I borrowed a book from my boss and started reading it. It is first published in 1913. I would like to share some part of it to all wives. I will share more in the future. I'm improving now in some other way. Hope this will help you GIRLS !
I just type this so correction is under your care
How to avoid discord
Don't expect to drop into matrimonial harmony with the end of a honeymoon; you have not thoroughly learned to know each other's foibles by that time.
Don't expect all the love to be on his side. It will wear thin for lack of support if you do.
Don't quarrel with your husband. Remember, it takes two to make a quarrel; don't you be one of them. Lovers quarrel may be all very well, but matrimonial doses are apt to leave a bitter flavour behind. The quarrels of spouses are not always the renewal of love.
Don't say, " I told you so" to your husband, however much you feel tempted to. It does no good, and he will be grateful to you for not saying it.
Don't expect your husband to make you happy while you are simply a passive agent. Do your best to make him happy and you will find happiness yourself.
Don't nag your husband. If he won't carry out your wishes for love of you. he certainly won't because you nag him.
Don't sulk with your husband.
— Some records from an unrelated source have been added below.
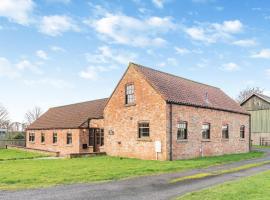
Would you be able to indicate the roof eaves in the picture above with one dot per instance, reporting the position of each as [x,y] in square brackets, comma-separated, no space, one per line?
[207,107]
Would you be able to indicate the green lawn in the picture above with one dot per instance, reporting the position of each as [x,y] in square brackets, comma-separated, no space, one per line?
[13,154]
[251,188]
[20,174]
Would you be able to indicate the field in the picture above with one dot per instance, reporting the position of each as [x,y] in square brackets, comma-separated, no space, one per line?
[34,173]
[250,188]
[12,154]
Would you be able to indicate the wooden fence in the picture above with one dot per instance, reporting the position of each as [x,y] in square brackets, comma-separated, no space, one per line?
[12,142]
[264,141]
If he has annoyed you about something, 'get it off your chest'. A sulky wife is as bad as a termagant.
Don't tread on your husband's (metaphorical) pet corns. There are plenty of other people who will do that. You needn't help.
Don't think you can each go your own way and be happy as if you pulled in double harness. In all important matters you want to pull together.
Don't expect all the 'give' to be on his side, and all the 'take' on yours.
Don't argue with stubborn husband. Drop the matter before argument leads to temper. You can generally gain your point in some other way.
Don't 'manage' your husband too visibly. Of course, he may require the most careful management, but you don't want your friends to think of him as a hen-pecked husband. Above all, never let him think you manage him.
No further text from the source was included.